MH: It’s hard to know. We were young and we just carried on. It’s weird because it was very disruptive and very confusing. When you’re young you just let those things overtake you and when you’re older you’re more philosophical about them and understand the stress that goes with them but you deal with them in a different way. When you’re younger you just blow through it. It still affects you but you don’t really stop and look at it; you just keep going. We couldn’t wait for Tracy to get out of jail but we had these shows to do so we managed to get through them with [temporary replacements] Barry Adamson and Harry Howard playing four or five shows each. It wasn’t ideal and I think we had to cancel some stuff.
It was the way we were living, too. We were living off plain rice but we always made sure we made money out of our gigs. That was how we survived. And of course, when we were recording there wasn’t much money around so we had to work out and juggle how to keep going until Tracy came back. You just keep going like they did in England during the war.
So how difficult was it to organise the recording sessions given the level of chaos going on?
MH: It was always a bit kind of confusing but the people who were in the most chaotic state wouldn’t have been involved in the organising anyway. You’d just hope that they’d turn up! It wasn’t like there were three or four other conflicting obligations. When the recordings were on a Thursday and Friday they’d kind of roll up eventually. It wasn’t that confusing.
With the benefit of 30 years’ hindsight, how do you view Junkyard now?
MH: I think it’s a great record, really. We did some weird things with the way we put it together and mastered it: we put the songs really close together so there were hardly any gaps; we put loads of treble on it and that crazy cover which I’ve never really liked. I’m sure it’s a great cover but I’m not sure it represents the album all that well. But the actual contents of the album are really amazing and they’re a very special set of recordings and that’s what really stands up; most people don’t look at the cover these days, they just play the music. Henry Rollins did a re-master of it and made the songs have longer gaps between them. There are re-mastered versions of it here in Australia that make it sound a bit more normal and probably more powerful and less of that messing with people’s heads. In the end it’s down to the songs and it’s pretty strong material.
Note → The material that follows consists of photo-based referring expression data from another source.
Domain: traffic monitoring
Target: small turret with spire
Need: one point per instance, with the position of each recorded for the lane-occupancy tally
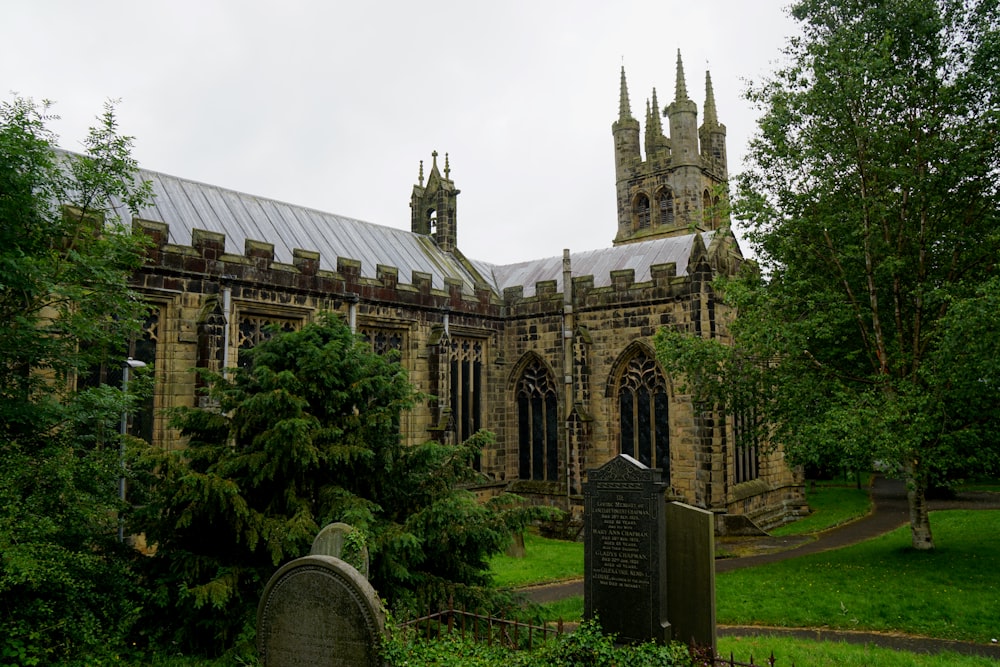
(683, 115)
(713, 135)
(433, 208)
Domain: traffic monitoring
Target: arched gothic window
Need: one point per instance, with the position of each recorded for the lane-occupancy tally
(467, 388)
(642, 212)
(666, 207)
(537, 423)
(643, 415)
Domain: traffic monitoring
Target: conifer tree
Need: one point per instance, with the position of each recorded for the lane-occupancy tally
(872, 201)
(307, 434)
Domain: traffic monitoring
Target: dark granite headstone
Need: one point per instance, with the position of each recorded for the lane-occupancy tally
(691, 574)
(625, 582)
(333, 540)
(318, 610)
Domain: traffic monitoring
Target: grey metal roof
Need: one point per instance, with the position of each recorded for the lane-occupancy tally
(597, 263)
(186, 205)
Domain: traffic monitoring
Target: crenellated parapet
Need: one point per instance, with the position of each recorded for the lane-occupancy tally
(621, 289)
(207, 260)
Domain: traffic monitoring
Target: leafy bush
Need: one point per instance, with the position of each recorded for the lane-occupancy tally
(586, 647)
(307, 434)
(67, 590)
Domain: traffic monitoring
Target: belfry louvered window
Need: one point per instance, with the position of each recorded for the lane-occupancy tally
(254, 329)
(642, 212)
(643, 415)
(466, 387)
(537, 423)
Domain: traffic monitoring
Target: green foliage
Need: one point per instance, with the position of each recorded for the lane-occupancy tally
(872, 202)
(306, 435)
(66, 585)
(545, 560)
(585, 647)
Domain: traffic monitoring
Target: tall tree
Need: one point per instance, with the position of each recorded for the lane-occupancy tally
(66, 258)
(305, 435)
(871, 201)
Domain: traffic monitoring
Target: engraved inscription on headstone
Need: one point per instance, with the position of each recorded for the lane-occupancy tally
(318, 610)
(624, 573)
(333, 540)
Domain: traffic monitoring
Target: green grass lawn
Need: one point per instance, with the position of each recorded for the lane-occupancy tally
(883, 585)
(545, 561)
(831, 506)
(879, 585)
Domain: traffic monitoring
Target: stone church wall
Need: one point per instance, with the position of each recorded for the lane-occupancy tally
(193, 286)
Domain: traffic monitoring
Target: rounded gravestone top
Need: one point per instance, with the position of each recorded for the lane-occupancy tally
(335, 540)
(318, 610)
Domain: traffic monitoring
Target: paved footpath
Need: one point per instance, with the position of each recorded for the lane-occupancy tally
(889, 511)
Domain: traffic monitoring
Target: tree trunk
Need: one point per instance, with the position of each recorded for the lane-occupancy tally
(916, 497)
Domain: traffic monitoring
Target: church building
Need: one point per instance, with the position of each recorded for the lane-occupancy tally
(553, 355)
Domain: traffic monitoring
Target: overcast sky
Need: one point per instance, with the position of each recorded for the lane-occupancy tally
(332, 104)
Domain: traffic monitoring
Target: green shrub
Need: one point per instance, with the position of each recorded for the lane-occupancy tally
(586, 647)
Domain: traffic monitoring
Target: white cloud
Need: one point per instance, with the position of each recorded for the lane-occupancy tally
(332, 105)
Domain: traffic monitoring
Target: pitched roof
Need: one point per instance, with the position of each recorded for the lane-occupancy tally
(597, 263)
(185, 205)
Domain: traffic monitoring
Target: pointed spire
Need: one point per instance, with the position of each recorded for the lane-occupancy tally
(711, 115)
(681, 93)
(655, 118)
(624, 108)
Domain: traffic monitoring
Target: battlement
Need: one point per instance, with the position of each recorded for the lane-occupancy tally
(207, 260)
(622, 289)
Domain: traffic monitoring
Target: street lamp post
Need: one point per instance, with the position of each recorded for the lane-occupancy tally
(129, 364)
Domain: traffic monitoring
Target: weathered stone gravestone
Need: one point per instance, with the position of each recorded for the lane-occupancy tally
(691, 574)
(335, 540)
(649, 565)
(319, 610)
(625, 580)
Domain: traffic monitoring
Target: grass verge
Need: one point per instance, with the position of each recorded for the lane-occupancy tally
(881, 585)
(789, 651)
(545, 561)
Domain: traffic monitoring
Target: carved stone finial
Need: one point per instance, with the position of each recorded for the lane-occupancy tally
(681, 84)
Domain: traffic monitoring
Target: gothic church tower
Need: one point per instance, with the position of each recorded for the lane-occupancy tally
(681, 185)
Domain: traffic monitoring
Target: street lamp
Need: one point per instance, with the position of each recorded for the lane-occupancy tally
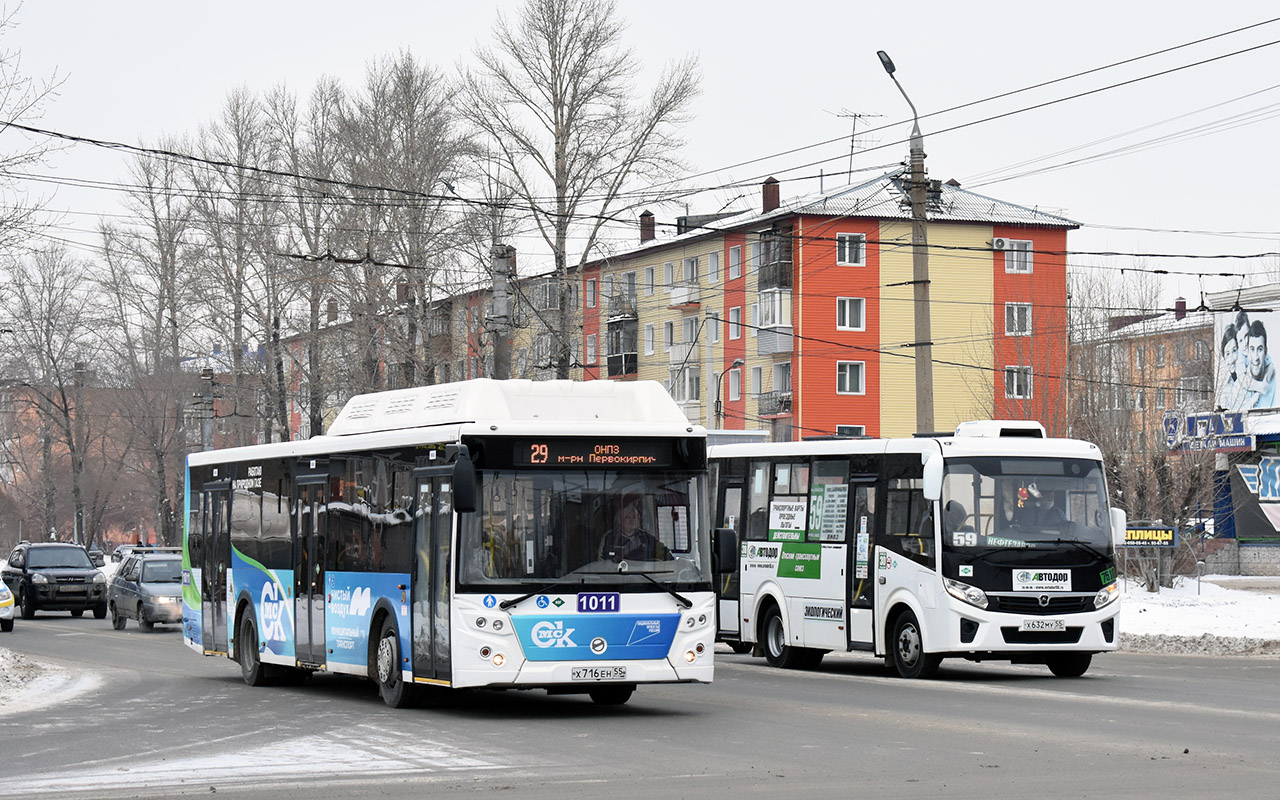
(919, 265)
(736, 364)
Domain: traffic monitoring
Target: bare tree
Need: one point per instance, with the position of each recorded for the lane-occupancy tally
(554, 97)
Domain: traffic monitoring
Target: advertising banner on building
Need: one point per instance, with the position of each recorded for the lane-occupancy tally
(1244, 371)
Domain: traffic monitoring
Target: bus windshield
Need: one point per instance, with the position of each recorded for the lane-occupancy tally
(585, 526)
(1024, 503)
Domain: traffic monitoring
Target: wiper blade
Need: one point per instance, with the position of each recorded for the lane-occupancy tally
(649, 577)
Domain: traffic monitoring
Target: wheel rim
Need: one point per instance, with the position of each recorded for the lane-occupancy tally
(909, 644)
(775, 638)
(385, 657)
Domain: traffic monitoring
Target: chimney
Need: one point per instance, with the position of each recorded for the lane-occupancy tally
(645, 227)
(769, 195)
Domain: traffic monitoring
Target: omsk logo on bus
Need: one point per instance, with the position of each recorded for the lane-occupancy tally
(553, 635)
(1042, 580)
(595, 636)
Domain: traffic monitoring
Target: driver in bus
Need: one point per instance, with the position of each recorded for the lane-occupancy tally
(627, 540)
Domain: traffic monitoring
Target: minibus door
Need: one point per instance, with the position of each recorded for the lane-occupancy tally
(432, 585)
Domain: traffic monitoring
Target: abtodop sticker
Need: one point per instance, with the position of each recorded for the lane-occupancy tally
(1042, 580)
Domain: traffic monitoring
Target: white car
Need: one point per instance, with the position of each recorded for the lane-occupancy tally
(7, 608)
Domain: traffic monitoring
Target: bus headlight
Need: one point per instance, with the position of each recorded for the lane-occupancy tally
(1105, 597)
(965, 593)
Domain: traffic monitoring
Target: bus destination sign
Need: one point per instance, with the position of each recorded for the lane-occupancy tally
(589, 452)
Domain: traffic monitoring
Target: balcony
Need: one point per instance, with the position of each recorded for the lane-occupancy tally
(775, 403)
(682, 353)
(685, 295)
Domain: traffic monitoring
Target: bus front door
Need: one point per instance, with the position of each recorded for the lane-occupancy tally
(433, 542)
(309, 560)
(213, 574)
(730, 503)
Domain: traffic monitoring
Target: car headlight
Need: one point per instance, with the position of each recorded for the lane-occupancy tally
(965, 593)
(1105, 597)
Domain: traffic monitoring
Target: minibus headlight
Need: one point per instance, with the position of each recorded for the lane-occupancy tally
(965, 593)
(1105, 597)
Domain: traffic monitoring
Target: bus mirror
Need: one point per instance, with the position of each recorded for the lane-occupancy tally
(1119, 524)
(464, 483)
(933, 478)
(723, 551)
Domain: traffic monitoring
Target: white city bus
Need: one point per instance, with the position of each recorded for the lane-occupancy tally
(451, 535)
(996, 543)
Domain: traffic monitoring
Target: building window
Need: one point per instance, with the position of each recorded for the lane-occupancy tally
(1018, 319)
(850, 248)
(850, 314)
(849, 378)
(1018, 382)
(691, 270)
(1018, 256)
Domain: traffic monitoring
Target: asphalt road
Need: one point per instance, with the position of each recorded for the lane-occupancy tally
(165, 722)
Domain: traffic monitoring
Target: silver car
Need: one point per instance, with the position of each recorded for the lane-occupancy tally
(146, 588)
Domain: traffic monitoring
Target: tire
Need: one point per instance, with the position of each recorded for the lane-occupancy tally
(910, 658)
(612, 695)
(384, 667)
(1069, 664)
(28, 606)
(252, 670)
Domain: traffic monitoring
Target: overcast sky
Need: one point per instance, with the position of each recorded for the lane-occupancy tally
(1192, 151)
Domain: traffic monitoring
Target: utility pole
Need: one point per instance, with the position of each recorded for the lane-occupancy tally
(919, 193)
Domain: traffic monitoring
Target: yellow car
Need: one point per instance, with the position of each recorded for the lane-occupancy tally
(7, 608)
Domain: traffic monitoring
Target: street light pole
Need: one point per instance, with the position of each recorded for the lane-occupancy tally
(919, 193)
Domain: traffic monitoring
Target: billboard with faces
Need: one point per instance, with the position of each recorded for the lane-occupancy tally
(1244, 371)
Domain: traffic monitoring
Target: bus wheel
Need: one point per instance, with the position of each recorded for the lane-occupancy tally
(773, 636)
(1069, 664)
(385, 668)
(908, 644)
(252, 670)
(612, 695)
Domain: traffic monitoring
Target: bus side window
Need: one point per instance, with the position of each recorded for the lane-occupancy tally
(909, 526)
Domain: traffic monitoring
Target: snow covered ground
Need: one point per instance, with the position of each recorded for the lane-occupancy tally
(1211, 618)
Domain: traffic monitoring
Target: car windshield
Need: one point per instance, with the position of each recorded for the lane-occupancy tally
(161, 571)
(58, 558)
(585, 526)
(1024, 503)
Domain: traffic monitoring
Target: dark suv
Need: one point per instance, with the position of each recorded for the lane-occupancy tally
(49, 576)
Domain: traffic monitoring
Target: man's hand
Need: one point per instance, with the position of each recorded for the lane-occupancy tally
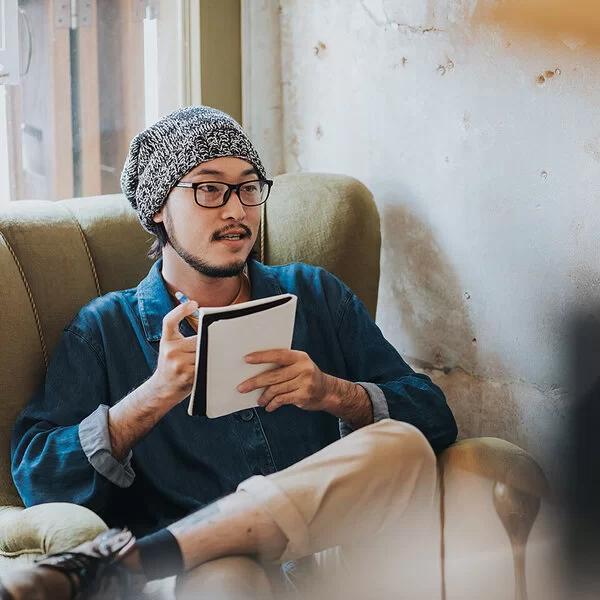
(135, 415)
(296, 381)
(173, 379)
(300, 382)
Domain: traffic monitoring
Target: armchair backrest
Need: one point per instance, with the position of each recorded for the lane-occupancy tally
(57, 256)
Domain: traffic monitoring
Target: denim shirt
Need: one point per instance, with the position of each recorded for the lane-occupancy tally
(60, 447)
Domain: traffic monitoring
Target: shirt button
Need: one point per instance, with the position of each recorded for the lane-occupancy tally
(247, 415)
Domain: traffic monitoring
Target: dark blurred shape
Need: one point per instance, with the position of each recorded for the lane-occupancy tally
(582, 477)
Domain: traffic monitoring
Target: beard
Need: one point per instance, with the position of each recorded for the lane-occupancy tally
(235, 267)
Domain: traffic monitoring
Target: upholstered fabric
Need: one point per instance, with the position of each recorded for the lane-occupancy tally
(31, 532)
(330, 221)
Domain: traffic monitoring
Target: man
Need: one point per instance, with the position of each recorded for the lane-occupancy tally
(110, 430)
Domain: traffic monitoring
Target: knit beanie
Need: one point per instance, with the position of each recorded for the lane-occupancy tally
(163, 153)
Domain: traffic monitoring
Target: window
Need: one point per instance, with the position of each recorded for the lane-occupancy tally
(92, 74)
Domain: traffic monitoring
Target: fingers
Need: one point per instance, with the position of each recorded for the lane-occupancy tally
(289, 398)
(268, 378)
(276, 390)
(281, 356)
(170, 330)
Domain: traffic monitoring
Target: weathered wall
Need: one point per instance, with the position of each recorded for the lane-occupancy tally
(482, 148)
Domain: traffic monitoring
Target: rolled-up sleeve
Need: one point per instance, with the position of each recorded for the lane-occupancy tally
(95, 441)
(49, 462)
(395, 390)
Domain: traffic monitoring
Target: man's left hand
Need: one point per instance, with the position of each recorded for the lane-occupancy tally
(297, 380)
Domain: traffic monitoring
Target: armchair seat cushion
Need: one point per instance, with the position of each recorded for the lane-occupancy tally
(26, 533)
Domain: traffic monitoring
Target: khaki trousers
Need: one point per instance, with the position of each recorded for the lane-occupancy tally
(360, 520)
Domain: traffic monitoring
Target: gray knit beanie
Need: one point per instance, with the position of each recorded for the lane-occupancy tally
(163, 153)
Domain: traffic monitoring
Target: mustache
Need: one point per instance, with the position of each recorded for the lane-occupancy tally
(217, 234)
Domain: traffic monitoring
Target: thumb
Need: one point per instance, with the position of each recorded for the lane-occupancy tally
(172, 319)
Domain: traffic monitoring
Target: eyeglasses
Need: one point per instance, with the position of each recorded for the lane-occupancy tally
(213, 194)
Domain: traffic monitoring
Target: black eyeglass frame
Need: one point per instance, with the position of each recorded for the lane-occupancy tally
(232, 187)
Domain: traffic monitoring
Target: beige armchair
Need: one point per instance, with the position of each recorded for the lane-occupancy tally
(57, 256)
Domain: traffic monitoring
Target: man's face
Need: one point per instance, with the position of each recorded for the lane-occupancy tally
(198, 235)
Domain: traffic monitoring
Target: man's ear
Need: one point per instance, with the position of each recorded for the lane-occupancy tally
(159, 217)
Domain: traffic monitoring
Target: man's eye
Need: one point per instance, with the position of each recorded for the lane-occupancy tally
(208, 188)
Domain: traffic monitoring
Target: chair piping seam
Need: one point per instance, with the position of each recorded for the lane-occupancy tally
(263, 216)
(31, 300)
(87, 250)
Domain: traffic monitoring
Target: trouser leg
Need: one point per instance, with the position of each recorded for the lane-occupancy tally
(355, 490)
(228, 578)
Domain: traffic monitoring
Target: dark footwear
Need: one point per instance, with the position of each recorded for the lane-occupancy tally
(94, 569)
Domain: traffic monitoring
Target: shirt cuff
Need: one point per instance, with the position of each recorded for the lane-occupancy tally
(378, 401)
(95, 441)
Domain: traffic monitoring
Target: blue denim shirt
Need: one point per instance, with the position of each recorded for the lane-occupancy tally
(60, 447)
Amazingly, it hasn’t dated at all.
MH: I think with just about anything that we did in the ‘80s – even with The Bad Seeds as well – and to this day, really, none of it pays lip service to any current trends or production ideas. We’ve never been interested in that. We’ve always been manipulating our productions and making them sound like we want them to. We’ve always been oblivious to current trends and that certainly that was the case with The Birthday Party; we were against the modern trends. The New Romantics were anathema to us! And the DX7 and all those 80s trappings were diametrically opposed to what we were trying to do. We made our own sound.